To avoid any uncertainty created by the pandemic, the Prosecutor noted that the Arrest Warrant should be amended to provide for Kabuga's temporary transfer to The Hague.
"This would ensure that Kabuga can be immediately transferred to the Mechanism’s custody, following appropriate procedures in France. It would also mitigate any delay arising from potential litigation before French courts challenging the feasibility of transferring Kabuga to Arusha during the pandemic."
"The Prosecution has seized the President with this matter because it involves coordination of judicial functions and resources across both Branches of the Mechanism. It also requires a familiarity with the pandemic situation in both Arusha and The Hague. Should the President deem it necessary, this matter could be referred on an urgent basis to the Duty Judge in Arusha."
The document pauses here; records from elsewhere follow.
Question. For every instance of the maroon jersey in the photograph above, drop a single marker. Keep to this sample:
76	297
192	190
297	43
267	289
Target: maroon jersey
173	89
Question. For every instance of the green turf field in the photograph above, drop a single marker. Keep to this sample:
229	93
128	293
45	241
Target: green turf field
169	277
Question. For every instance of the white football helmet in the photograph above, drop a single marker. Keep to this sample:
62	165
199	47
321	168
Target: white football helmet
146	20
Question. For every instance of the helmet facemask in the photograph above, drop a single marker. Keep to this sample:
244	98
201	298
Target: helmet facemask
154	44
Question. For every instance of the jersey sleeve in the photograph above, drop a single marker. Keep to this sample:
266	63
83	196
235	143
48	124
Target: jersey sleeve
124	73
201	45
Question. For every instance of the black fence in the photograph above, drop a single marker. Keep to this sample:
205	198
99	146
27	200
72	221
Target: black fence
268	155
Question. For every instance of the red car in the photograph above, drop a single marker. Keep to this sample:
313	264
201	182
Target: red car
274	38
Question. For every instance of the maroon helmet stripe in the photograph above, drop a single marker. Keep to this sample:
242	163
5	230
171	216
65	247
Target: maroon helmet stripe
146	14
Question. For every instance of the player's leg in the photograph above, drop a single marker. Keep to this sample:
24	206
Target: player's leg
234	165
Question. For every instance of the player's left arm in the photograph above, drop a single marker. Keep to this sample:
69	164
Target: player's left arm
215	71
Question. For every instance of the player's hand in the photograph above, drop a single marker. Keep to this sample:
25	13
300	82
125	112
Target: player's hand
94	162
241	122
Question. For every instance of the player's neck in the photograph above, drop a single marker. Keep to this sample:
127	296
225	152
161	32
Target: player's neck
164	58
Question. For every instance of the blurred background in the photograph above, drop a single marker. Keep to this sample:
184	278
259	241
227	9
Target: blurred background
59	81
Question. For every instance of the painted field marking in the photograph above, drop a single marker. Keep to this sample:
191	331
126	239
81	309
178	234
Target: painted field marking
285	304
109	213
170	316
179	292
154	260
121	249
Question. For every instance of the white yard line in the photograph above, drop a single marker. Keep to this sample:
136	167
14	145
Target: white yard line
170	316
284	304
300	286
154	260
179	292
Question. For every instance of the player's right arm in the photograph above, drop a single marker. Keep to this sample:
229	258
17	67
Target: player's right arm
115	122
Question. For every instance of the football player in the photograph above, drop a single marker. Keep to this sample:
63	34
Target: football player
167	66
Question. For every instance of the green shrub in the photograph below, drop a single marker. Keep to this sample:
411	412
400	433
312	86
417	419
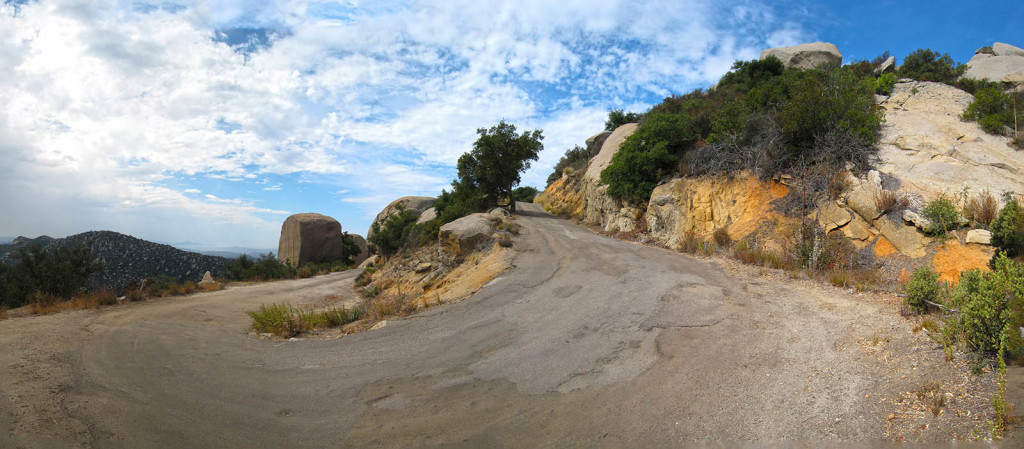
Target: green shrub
265	268
524	194
275	319
58	272
647	156
619	118
942	212
990	304
925	65
1008	229
992	109
574	158
922	287
884	85
391	234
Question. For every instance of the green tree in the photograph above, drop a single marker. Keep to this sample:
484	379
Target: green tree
500	155
926	65
61	272
524	194
349	249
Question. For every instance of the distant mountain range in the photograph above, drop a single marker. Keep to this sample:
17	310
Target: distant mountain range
126	258
223	251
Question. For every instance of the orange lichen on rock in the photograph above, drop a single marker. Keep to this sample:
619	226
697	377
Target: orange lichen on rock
883	247
954	258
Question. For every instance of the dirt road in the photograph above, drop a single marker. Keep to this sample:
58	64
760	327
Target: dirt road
586	341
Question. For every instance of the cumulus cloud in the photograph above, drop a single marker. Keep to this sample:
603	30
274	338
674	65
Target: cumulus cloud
101	104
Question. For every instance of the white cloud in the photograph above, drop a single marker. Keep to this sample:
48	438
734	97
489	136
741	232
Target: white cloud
100	103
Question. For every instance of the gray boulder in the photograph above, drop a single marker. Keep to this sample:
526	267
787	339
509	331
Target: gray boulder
309	237
462	237
1001	49
427	215
980	237
1004	63
417	204
805	56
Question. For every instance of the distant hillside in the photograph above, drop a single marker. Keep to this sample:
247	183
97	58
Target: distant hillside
128	259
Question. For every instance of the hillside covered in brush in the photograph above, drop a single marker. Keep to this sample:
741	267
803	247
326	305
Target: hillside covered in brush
126	259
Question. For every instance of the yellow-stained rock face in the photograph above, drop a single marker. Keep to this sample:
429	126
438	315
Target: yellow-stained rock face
563	197
740	205
953	258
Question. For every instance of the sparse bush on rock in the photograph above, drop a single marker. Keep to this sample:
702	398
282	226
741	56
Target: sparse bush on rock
925	65
923	286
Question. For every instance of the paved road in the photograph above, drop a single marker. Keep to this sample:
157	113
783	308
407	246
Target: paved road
586	341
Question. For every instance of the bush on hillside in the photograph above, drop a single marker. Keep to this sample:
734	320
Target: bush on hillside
574	158
265	268
925	65
617	117
391	234
990	305
1008	230
923	286
524	194
994	110
943	215
58	273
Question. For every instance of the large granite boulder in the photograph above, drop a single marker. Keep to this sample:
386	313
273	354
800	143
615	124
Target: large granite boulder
309	237
598	207
806	56
462	237
417	204
931	151
1000	63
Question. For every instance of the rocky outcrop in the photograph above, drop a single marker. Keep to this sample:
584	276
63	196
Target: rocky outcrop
598	207
953	258
702	205
417	204
309	237
427	215
1000	63
594	143
931	151
806	56
564	196
980	237
462	237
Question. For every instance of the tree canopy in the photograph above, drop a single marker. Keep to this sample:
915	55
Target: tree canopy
493	168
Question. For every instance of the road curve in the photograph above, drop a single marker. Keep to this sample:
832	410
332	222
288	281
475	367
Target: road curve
586	341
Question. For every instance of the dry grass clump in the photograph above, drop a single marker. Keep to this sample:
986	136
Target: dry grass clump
981	209
695	245
287	321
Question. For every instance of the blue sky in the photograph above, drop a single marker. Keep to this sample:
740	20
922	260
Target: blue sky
211	122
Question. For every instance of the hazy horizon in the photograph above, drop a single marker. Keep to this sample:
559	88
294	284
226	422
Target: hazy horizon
210	123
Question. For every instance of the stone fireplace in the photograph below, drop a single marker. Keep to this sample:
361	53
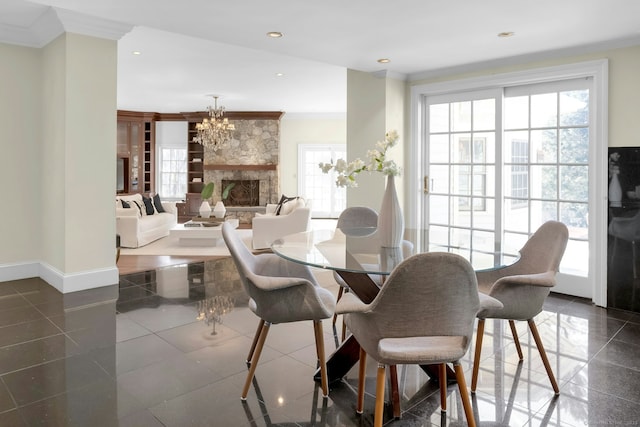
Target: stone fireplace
250	159
245	192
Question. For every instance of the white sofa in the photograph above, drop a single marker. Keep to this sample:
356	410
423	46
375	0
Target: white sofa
295	216
136	227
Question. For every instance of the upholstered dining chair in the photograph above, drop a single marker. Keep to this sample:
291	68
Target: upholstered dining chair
396	328
522	288
354	217
280	291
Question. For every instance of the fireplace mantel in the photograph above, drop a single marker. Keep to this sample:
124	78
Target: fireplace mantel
227	167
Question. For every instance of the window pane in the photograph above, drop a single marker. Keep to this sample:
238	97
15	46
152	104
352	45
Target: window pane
544	147
439	149
461	149
574	214
574	183
544	182
461	116
516	112
439	118
574	145
483	241
439	236
544	110
439	209
516	216
542	212
574	108
484	114
439	179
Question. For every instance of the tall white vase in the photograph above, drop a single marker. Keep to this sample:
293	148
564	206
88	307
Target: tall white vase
390	219
219	210
615	192
205	209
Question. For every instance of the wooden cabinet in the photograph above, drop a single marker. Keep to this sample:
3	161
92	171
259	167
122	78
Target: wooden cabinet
195	165
136	152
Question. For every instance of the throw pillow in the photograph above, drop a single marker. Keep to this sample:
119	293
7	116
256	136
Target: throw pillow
141	207
158	204
292	205
148	205
283	201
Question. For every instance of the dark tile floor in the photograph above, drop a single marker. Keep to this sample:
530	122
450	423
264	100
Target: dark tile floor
136	355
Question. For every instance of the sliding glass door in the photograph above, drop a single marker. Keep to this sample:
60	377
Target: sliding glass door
499	163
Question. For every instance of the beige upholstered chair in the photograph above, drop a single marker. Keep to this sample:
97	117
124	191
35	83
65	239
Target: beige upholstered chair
395	328
280	291
522	288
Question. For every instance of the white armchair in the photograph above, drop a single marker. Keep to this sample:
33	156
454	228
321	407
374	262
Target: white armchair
269	227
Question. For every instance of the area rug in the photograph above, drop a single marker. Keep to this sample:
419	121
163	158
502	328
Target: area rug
169	246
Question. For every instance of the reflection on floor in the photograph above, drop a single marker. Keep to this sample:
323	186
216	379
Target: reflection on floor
136	355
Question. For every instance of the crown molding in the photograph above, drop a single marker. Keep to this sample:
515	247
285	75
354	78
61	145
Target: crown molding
54	21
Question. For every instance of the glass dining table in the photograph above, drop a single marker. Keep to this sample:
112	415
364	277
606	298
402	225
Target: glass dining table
357	256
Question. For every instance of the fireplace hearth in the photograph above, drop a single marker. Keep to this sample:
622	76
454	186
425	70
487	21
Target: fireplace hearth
246	192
Prosecution also noted that as soon as the circumstances permit, the Mechanism can then order his transfer to the Arusha Branch.
After interrogation by prosecution on Tuesday, Kabuga appeared in a court in the French capital Paris on Wednesday, May 20.
In the Paris Court of Appeal, Kabuga's lawyers indicated that they have not had enough time to prepare for his defence and therefore requested for more time.
French law allows for up to eight days in such circumstances.
The court ruled they be given more time and adjourned to May 27.
Genocide survivors and scholars around the world have called for Kabuga to be extradited to Rwanda instead, so as relatives of his victims get to see justice being served.